Preço do leite e derivados sobem em 2026! Saiba por que a queda de 2025 foi revertida e como o cenário no Oriente Médio afeta seu bolso. Clique e confira!
Após registrar uma queda em 2025, o valor do leite e de seus derivados voltou a subir no Brasil durante 2026. Esse movimento é atribuído à redução da produção e ao aumento dos custos operacionais para manter o rebanho. Tal elevação já está impactando os índices de inflação e deve persistir devido ao cenário de conflito no Oriente Médio.
Os dados do Índice Nacional de Preços ao Consumidor Amplo (IPCA), o indicador oficial de inflação do Brasil, mostram a pressão sobre o setor. Anteriormente, o preço do leite havia caído 5,6% em janeiro, mas recuperou 1,2% em fevereiro, sinalizando uma reversão na tendência de preços.

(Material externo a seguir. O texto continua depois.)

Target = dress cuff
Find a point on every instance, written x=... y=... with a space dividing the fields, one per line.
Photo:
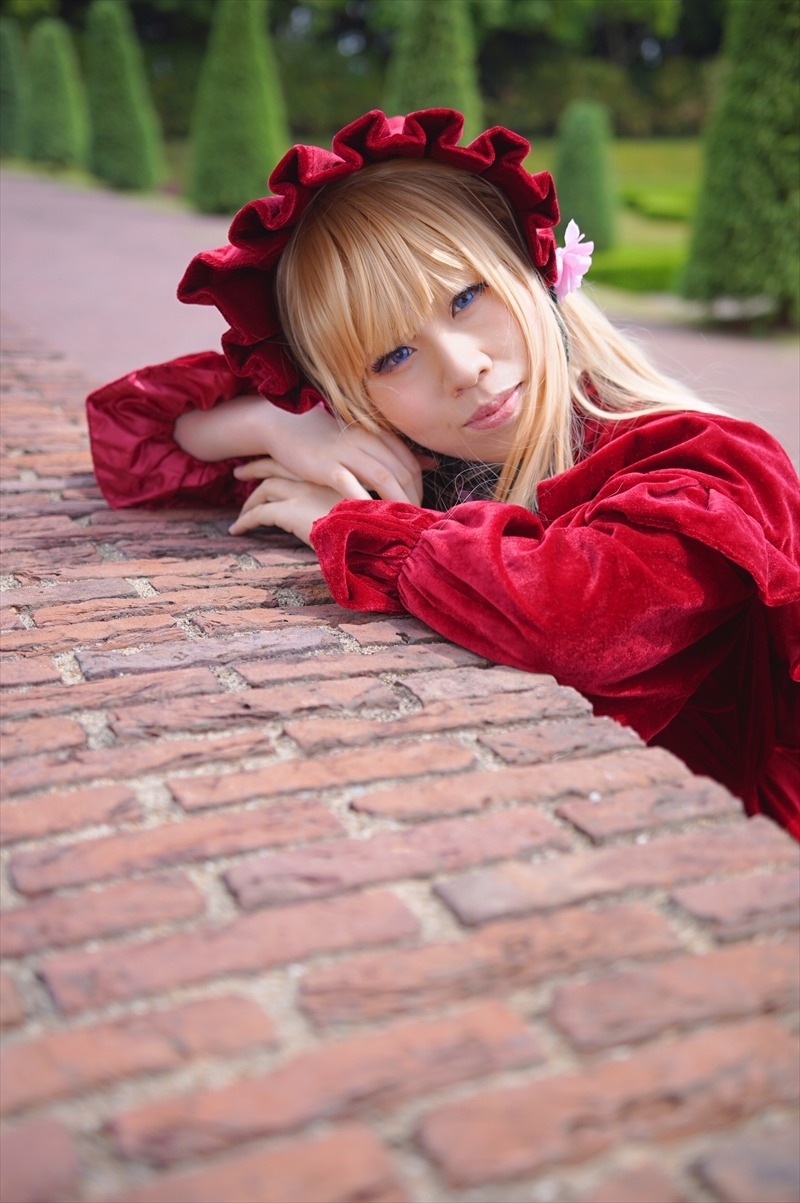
x=362 y=547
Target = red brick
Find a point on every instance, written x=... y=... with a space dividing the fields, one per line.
x=347 y=1166
x=538 y=783
x=472 y=682
x=166 y=580
x=645 y=1184
x=633 y=1006
x=249 y=944
x=12 y=1009
x=33 y=735
x=48 y=813
x=60 y=1065
x=70 y=592
x=59 y=922
x=218 y=622
x=373 y=1073
x=574 y=738
x=427 y=849
x=515 y=889
x=120 y=633
x=387 y=630
x=286 y=551
x=160 y=603
x=502 y=958
x=171 y=843
x=639 y=810
x=396 y=659
x=683 y=1088
x=250 y=706
x=132 y=568
x=41 y=561
x=208 y=651
x=547 y=701
x=33 y=670
x=135 y=760
x=763 y=1166
x=740 y=907
x=37 y=1163
x=11 y=620
x=37 y=532
x=339 y=769
x=156 y=687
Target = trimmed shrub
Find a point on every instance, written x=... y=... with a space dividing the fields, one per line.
x=433 y=61
x=584 y=173
x=126 y=147
x=15 y=94
x=59 y=126
x=238 y=129
x=745 y=236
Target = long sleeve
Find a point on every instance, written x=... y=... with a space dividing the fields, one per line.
x=136 y=458
x=661 y=578
x=599 y=605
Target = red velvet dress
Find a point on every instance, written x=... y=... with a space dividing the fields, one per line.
x=661 y=575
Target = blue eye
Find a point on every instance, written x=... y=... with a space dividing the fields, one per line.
x=392 y=360
x=463 y=300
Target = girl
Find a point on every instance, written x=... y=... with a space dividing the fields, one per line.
x=460 y=434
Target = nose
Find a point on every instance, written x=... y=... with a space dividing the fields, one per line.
x=462 y=360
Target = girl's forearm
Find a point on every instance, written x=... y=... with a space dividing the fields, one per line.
x=243 y=426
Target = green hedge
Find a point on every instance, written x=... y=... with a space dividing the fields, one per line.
x=59 y=130
x=126 y=147
x=238 y=130
x=584 y=172
x=639 y=268
x=662 y=203
x=15 y=93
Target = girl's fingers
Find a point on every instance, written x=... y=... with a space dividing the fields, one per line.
x=261 y=469
x=259 y=516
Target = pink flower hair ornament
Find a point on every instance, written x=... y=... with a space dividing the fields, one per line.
x=573 y=261
x=240 y=278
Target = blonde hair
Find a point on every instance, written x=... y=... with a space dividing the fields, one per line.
x=373 y=255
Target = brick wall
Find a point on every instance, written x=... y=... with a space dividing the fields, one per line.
x=307 y=905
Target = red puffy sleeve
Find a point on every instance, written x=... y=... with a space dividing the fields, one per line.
x=629 y=584
x=136 y=458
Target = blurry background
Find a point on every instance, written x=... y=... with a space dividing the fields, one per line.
x=671 y=125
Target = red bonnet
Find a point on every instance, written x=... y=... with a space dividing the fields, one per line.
x=240 y=278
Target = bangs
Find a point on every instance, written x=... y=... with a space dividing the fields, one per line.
x=373 y=256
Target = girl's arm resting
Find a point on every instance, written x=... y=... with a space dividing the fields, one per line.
x=313 y=445
x=131 y=426
x=594 y=604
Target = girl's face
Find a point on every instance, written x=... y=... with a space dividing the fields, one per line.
x=457 y=385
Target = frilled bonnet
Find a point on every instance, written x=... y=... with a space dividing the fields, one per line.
x=240 y=278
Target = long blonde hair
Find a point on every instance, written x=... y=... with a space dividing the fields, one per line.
x=373 y=255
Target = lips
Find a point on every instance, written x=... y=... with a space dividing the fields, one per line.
x=497 y=413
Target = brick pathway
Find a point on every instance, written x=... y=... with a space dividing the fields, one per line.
x=302 y=905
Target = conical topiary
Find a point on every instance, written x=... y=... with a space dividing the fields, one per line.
x=58 y=104
x=15 y=93
x=238 y=129
x=584 y=172
x=126 y=147
x=434 y=63
x=745 y=235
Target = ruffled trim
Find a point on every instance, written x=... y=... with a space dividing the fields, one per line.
x=240 y=278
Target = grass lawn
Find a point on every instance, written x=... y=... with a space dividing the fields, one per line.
x=657 y=182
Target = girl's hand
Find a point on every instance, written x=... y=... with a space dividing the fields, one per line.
x=284 y=501
x=350 y=460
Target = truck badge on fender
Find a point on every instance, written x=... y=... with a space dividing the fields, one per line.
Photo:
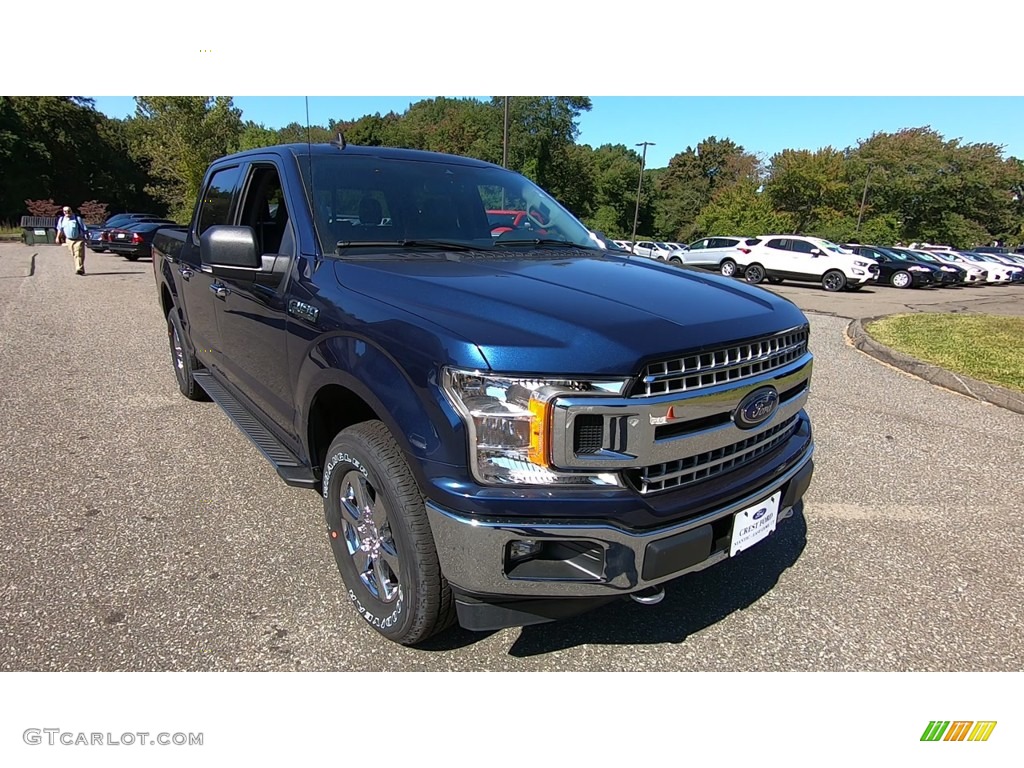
x=303 y=310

Esse aumento geral contribuiu para pressionar o grupo alimentação do IPCA. No mesmo período, outros derivados também apresentaram alta expressiva, como iogurte, que subiu 1,58%; queijo, com aumento de 1,95%; e leite em pó, que teve alta de 0,85%.
A principal razão para essa elevação de preços está diretamente ligada à diminuição da captação de leite. Segundo o Centro de Estudos Avançados em Economia Aplicada (Cepea), da USP, a captação registrou uma queda de 3,6% em janeiro e fevereiro na Média Brasil.
Os recuos foram notáveis em estados como Minas Gerais, Paraná e Goiás.
A baixa disponibilidade de leite forçou a indústria a pagar valores mais altos pela matéria-prima. Em fevereiro, o valor pago ao produtor subiu 5,43%, um custo que foi repassado ao consumidor no mês seguinte.
Essa redução na captação é explicada por dois fatores principais. Primeiramente, há a sazonalidade, pois o clima reduz a qualidade das pastagens e eleva os custos com alimentação animal. Além disso, os produtores estão mais cautelosos em investir, após vivenciarem quedas sucessivas no preço do leite em 2025 e margens de lucro mais apertadas.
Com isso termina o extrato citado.